I have liberal friends that will point out that we are incredibly arrogant to believe that Western culture is superior to Muslim culture. Steyn tries to put this into perspective by noting that few of them would want to live in anything but a modern Western culture. He illustrates the cultural divide by hearkening back to France’s recent riots, suggesting that it is quite possible “that by 2010 we'll be watching burning buildings, street riots and assassinations [in Western Europe] on American network news every night.” He predicts, “Best-case scenario? The Continent winds up as Vienna with Swedish tax rates. Worst-case scenario: Sharia, circa 2040; semi-Sharia, a lot sooner--and we're already seeing a drift in that direction.”
Steyn points out that nearly every agenda championed by liberals is at odds with fundamental Islam, and will likely be quashed once Muslim majorities are achieved. Steyn asks, “Can a society become increasingly Islamic in its demographic character without becoming increasingly Islamic in its political character?”
Steyn says, “There will only be very few and very old ethnic Germans and French and Italians by the midpoint of this century.” He asks the following piercing questions. “What will they leave behind? Territories that happen to bear their names and keep up some of the old buildings? Or will the dying European races understand that the only legacy that matters is whether the peoples who will live in those lands after them are reconciled to pluralist, liberal democracy?”
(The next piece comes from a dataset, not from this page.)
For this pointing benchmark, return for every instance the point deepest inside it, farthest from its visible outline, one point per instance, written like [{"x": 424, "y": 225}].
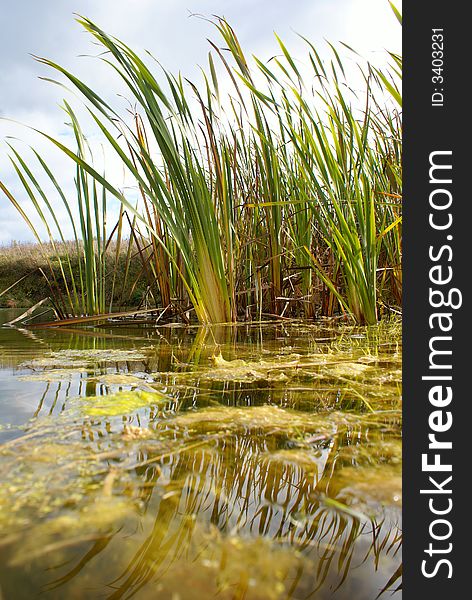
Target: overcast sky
[{"x": 179, "y": 41}]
Steyn’s article is filled with many other juicy tidbits and thoughts: what the war is really about, how America helped foster Europe’s decline, the emptiness of multiculturalism, how radical Islam assays to win in the long run, why terror groups exist at all, the inability of many Westerners to value Western culture, how deeply ingrained general government dependency has become, etc. You don’t have to agree with Steyn to appreciate at least some of what he writes and to understand that there is at least some basis for his alarm.